Jangan Underestimate terhadap Pekerja Migran di Hongkong & Macau

Ustad Syukron Makmun dengan jamaah di Macau. Foto: Ist

Udara segar menyelimuti kota. Ini pertama kalinya saya ke Hongkong. Saya pernah ke banyak daerah di Tiongkok dalam rangka yang berbeda. Baru kali ini saya bersentuhan langsung dengan “the real” Indonesian community; Pekerja Migran Indonesia (PMI). Tantangan baru untuk memberdayakan masyarakat melalui dakwah “people to people contact”. Saya juga pernah tinggal lama di Timur Tengah, dan berkunjung ke beberapa negara di kawasan. Ketemu para Pekerja Migran Indonesia.

Di Hongkong sini beda. More civilized.
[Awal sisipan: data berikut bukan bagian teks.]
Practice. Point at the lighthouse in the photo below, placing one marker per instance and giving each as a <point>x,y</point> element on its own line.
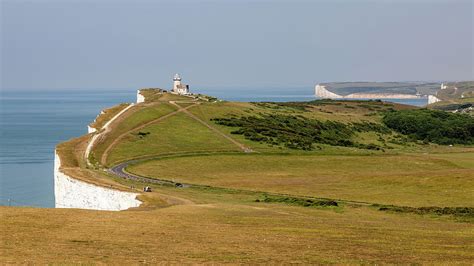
<point>178,87</point>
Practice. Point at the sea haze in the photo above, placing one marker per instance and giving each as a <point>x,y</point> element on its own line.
<point>33,122</point>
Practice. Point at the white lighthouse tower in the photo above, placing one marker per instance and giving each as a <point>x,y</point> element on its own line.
<point>178,87</point>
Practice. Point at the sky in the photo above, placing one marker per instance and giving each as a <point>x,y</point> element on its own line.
<point>227,44</point>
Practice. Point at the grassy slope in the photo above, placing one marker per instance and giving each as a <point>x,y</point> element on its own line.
<point>133,118</point>
<point>179,133</point>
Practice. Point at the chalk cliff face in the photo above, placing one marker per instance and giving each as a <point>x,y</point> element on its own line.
<point>73,193</point>
<point>91,129</point>
<point>140,97</point>
<point>322,92</point>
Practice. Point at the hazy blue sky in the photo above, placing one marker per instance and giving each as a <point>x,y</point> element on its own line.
<point>128,44</point>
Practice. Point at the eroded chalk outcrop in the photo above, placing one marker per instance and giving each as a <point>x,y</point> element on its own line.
<point>73,193</point>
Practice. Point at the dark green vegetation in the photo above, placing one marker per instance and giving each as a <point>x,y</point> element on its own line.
<point>432,126</point>
<point>299,132</point>
<point>462,212</point>
<point>299,201</point>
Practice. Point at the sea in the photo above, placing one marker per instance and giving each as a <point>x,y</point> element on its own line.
<point>34,121</point>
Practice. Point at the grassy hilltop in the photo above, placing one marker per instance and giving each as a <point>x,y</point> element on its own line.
<point>456,97</point>
<point>316,182</point>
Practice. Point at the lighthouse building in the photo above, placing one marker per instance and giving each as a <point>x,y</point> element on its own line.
<point>178,87</point>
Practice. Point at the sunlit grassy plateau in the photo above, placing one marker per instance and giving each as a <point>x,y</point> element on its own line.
<point>267,203</point>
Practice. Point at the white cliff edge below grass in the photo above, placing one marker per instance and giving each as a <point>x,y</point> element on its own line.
<point>73,193</point>
<point>140,97</point>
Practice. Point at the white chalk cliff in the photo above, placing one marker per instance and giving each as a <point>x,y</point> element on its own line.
<point>73,193</point>
<point>322,92</point>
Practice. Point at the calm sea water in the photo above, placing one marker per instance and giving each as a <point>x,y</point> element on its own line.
<point>32,122</point>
Banyak saya jumpai PMI yang tidak hanya “in” soal fashion –sebagaimana yang sering saya dengar saat di tanah air, tapi juga mengikuti perkembangan isu-isu di tanah air. Yang keren lagi, berupaya terus menerus meng-update wawasan keagamaan mereka. Mereka punya geliat untuk belajar. Saat saya ngisi kajian dakwah on the road, di Victoria Park, salah satu jamaah asal Klaten, Jawa Tengah melontarkan beberapa pertanyaan, di antaranya soal tafsir surat al-Anfal ayat 29. Pertanyaannya analitik. PMI rasa mahasiswa S1 jurusan tafsir.
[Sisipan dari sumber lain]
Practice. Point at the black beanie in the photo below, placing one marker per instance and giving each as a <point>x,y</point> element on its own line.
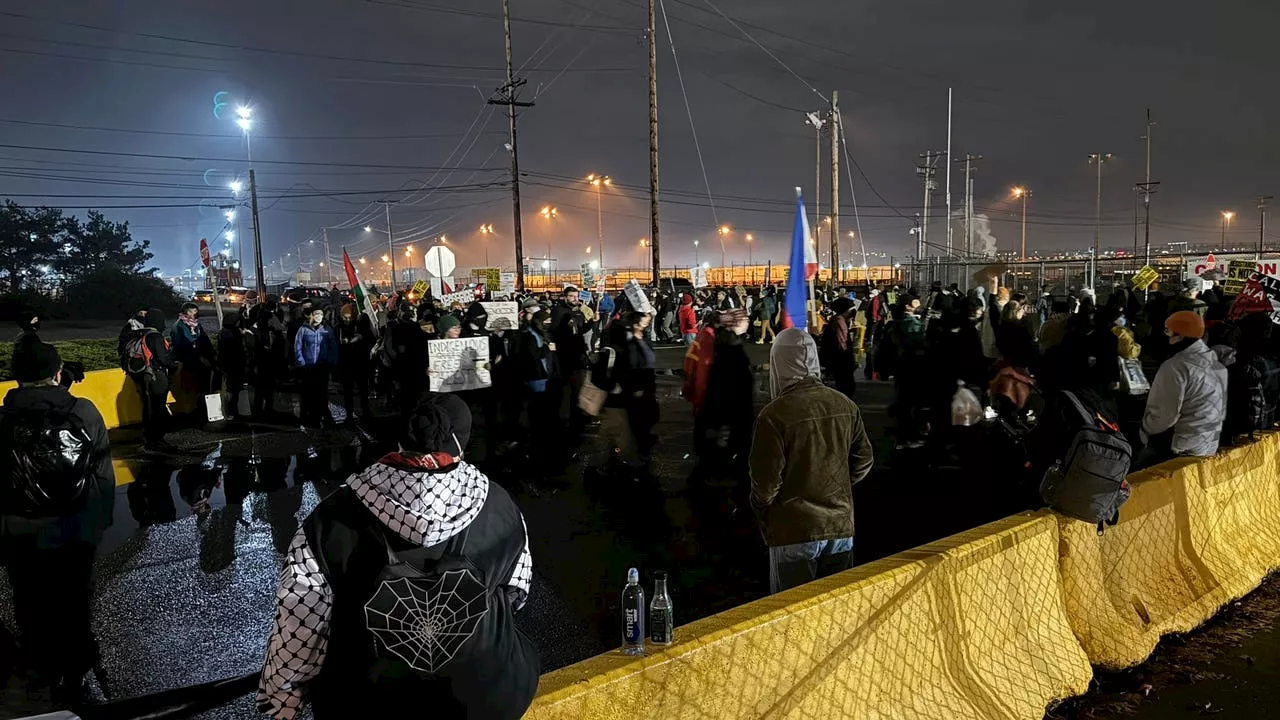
<point>35,361</point>
<point>437,420</point>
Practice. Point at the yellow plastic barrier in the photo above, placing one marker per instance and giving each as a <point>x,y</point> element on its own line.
<point>1194,536</point>
<point>968,627</point>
Demikian juga dengan PMI kita di Macau. Saat saya sampai di pusat judi dunia yang tersohor ini, saya dipersilahkan istirahat di tempat kawan-kawan PMI yang sekaligus sekretariat Majlis Ta’lim Indonesia Macau (MATIM). Di rak-rak almarinya, terlihat beberapa buku yang menunjang. Mereka juga cenderung sopan dan inclusive (terbuka). Keislaman mereka moderat. Semangat ibadahnya luar biasa. Di tengah-tengah kesibukan, mereka tetap Tarawih dan mengikuti majlis-majlis ilmu, di rumah dan masjid. Uniknya, tarawih di sini baru dimulai jam 11 malam. Dilanjut dengan kultum. Shubuh, mereka berjamaah. Walaupun di pagi hari harus kembali lagi bekerja, sampai sore, ada yang sampai malam.

Saat dibuka sesi tanya jawab, pertanyaan-pertanyaannya juga berbobot. Bahkan ada yang membantu memberi jawaban ke jamaah yang lain saat kultum selepas Isya (11/5). Mari kita abaikan sisi-sisi lain soal PMI di sini. Tugas kita bersama untuk merobah yang belum, serta mendorong dan memberi fasilitasi kepada hal-hal yang sudah baik. Mereka butuh bimbingan kita. Apresiasi kepada semua pihak, khususnya Dompet Dhuafa (DD) dan TIDIM NU yang sudah beberapa tahun ini memberi perhatian khusus soal ini dengan mengirim para duta dakwahnya di sini. Semoga ke depan, dakwah tidak sekadar membangun kebutuhan jiwa, tapi juga memberdayakan dari berbagai aspek. DD sudah sampai tahap yang kedua ini (community development). Meskipun perlu ditingkatkan lagi. Even the best can be improved.[]

Ditulis Sukron Makmun, Dai Ambassador DD Hongkong & Macau. (Ditulis di Hongkong pada Jum’at, 10 Mei, dan disempurnakan di Macau.)